I know a gentleman whom I respected very much - for a very long time. This person was the kind of parent, and spouse, I aspired to be. Always took the high road, never lost his temper - just an all around great guy.

Then I found out that he wasn't the great guy I thought he was - and certainly not the model husband! No, he didn't write a book about his infidelities, but he was nearly as blatant.

And it hurt me. I was disappointed and disgusted. Did he betray ME? No. But yes. I thought he was a decent, upstanding family man. Turns out he was just a big ol' horndog.

We all choose how much of ourselves we want to reveal to the outside world, and especially to the internet - it's only the people nearest to us who actually have to see us, warts and all, and often, not even they know everything.

What was the question again?
Mama Ava said…
Does anyone REALLY want to read the honest truth about someone's life? Because honestly, I think that would be so boring. Being a writer means having the ability to tell a story and that's a whole lot different than reciting what happened. The good blogs I read (and the good writers) don't sound like they're censoring themselves with an eye to what their readers might think. They don't sound pretentious or preachy. They write about themselves, their lives, their ups and downs...and have the gift of telling a story that is funnier/sadder/sweeter/more painful than we ourselves could tell it...and yet we recognize ourselves in every moment.

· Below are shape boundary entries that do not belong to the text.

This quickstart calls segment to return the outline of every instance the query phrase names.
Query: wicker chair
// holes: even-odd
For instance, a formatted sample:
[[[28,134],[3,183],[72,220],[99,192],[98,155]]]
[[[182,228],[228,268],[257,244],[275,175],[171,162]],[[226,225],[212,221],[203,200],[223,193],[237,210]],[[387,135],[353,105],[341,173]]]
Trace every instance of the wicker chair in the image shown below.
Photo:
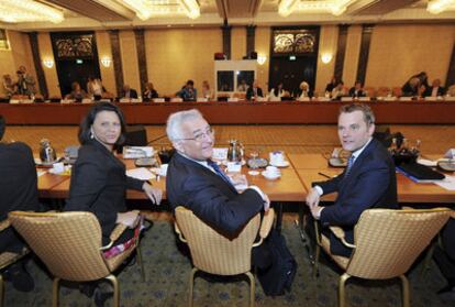
[[[0,231],[3,231],[10,227],[11,224],[8,219],[0,222]],[[15,263],[18,260],[20,260],[27,253],[29,253],[29,249],[25,249],[25,248],[19,254],[11,253],[11,252],[0,253],[0,272],[3,271],[3,268]],[[0,306],[3,306],[3,276],[1,274],[0,274]]]
[[[137,262],[142,266],[138,240],[121,254],[106,259],[102,250],[126,229],[119,224],[112,232],[111,243],[101,246],[101,228],[91,212],[10,212],[11,224],[25,239],[31,250],[44,262],[55,276],[53,282],[53,306],[58,306],[58,284],[60,279],[90,282],[109,279],[113,285],[114,306],[119,306],[120,290],[116,277],[112,274],[130,254],[137,249]]]
[[[333,255],[330,240],[321,235],[322,249],[345,271],[340,276],[339,306],[345,306],[345,283],[354,276],[365,279],[400,277],[402,305],[410,306],[409,283],[404,273],[451,217],[447,208],[431,210],[369,209],[362,213],[354,230],[354,244],[344,240],[339,227],[332,232],[353,249],[351,257]],[[317,259],[318,261],[318,259]]]
[[[274,209],[269,209],[260,224],[256,215],[235,239],[228,239],[196,217],[192,211],[176,208],[176,232],[182,242],[188,243],[193,268],[189,279],[189,306],[192,306],[195,274],[203,271],[217,275],[246,274],[249,278],[249,306],[254,306],[255,278],[252,268],[252,248],[260,245],[268,235],[274,222]],[[260,230],[259,230],[260,226]],[[254,242],[259,230],[260,240]]]

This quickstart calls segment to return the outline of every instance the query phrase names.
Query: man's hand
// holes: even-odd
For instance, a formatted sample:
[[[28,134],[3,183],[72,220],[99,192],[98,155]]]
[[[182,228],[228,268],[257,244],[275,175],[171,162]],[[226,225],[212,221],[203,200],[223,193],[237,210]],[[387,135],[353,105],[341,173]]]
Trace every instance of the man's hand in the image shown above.
[[[116,223],[123,223],[129,228],[134,228],[136,227],[137,221],[140,220],[138,213],[138,210],[116,213]]]
[[[159,205],[162,202],[163,191],[159,188],[154,188],[147,183],[142,185],[142,189],[145,191],[147,197],[152,200],[153,204]]]
[[[320,199],[321,196],[319,195],[318,190],[315,188],[312,188],[310,193],[307,195],[307,206],[310,207],[310,210],[312,210],[313,207],[317,207],[319,205]]]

When someone tries too hard to be something else, it shows and the result is not as good as it could be.
Ei said…
Tiffany,
How can you compare telling stories about how a white person grew up black (which is a LIE unless it was written by Micheal Jackson, who is dead,so...still a lie, right?) to a person who has gone through a fundamental life change. The likelihood that this woman was lying about her feelings for her husband or her perspective of that relationship was a lie at all. But it was seen through a very specific lens. Tell you what I could have told you stories about my husband 5 years ago that would have turned you to a little sentimental puddle. Viewed in 2009 through the lens of a divorce and some mighty secrets revealed, our life together looks quite different.
Tiffany said…
Ei...sigh. The rampant misinterpretations continue. I wasn't comparing Julie Powell's situation to lying about being black because (like Barb) I wasn't really talking about Julie Powell. I was talking about a larger concept, and how people MISS the larger concept because they get all hung up on a specific detail of a specific case.

For example, Barb wrote here about honesty in writing, and to what degree a writer had an obligation to disclose, and what readers could reasonably be expect. Julie Powell was just a little jumping off point for that (much more significant) discussion, but a huge percentage of people commenting fixated on the passing example to the exclusion of the real issue.

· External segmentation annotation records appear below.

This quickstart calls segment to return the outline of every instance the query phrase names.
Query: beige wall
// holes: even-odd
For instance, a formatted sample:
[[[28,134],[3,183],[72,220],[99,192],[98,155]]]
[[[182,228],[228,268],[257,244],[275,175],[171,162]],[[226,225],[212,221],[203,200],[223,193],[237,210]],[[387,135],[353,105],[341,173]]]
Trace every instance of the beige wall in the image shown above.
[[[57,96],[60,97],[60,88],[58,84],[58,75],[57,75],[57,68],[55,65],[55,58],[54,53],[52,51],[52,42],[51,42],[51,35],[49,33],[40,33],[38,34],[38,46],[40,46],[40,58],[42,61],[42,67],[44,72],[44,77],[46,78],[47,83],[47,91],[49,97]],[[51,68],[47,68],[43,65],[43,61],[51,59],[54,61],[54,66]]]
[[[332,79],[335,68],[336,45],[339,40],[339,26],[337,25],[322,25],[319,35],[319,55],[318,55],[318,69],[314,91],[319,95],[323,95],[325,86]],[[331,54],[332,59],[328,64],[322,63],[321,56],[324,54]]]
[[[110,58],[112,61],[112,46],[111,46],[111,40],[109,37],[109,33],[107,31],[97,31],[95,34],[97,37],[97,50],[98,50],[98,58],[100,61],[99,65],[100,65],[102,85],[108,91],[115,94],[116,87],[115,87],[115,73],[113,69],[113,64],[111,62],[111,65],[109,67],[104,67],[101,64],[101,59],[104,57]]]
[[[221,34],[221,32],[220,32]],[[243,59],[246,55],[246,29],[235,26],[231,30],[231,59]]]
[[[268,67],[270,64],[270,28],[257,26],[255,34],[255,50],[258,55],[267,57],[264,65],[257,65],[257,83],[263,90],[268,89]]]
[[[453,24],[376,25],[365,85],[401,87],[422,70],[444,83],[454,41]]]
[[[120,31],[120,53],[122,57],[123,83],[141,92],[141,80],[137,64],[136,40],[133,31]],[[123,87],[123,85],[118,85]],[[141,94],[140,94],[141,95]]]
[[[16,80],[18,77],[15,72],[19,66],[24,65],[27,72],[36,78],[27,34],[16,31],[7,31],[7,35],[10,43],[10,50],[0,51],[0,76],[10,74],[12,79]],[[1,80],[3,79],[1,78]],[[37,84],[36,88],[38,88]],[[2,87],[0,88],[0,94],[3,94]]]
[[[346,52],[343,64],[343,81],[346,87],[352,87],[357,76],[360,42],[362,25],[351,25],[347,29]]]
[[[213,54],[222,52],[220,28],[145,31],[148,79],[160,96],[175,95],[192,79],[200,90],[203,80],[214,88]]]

That's what I was analogizing but, ironically, it appears that it wasn't clear due to fixation on the passing example to the exclusion of the real issue...
Mokihana said…
Hey, you know what, Barb? I must admit that when you post about dog hair and clutter and everything not being rosy, my immediate thought is that if a famous person/writer like you can have clutter and dog/cat hair and depression, then maybe I'm not so bad off. It's kinda hard to explain.

I just got home from a week away visiting an elderly auntie whom I will probably never get to see again (sniff). I really thought it only fair, since we put over 2000 miles on the car, that when we got home the butler should come unload the car and unpack the suitcases, the cook should have a meal waiting, and the maid should've cleaned up the entire house, including mounds of dog hair everywhere. It obviously didn't happen because those three people don't even think about coming here. Probably because I've never offered to pay them.

So bring on the dog hair, the clutter, and any whining you might like to do. It makes you much more readable, in my opinion.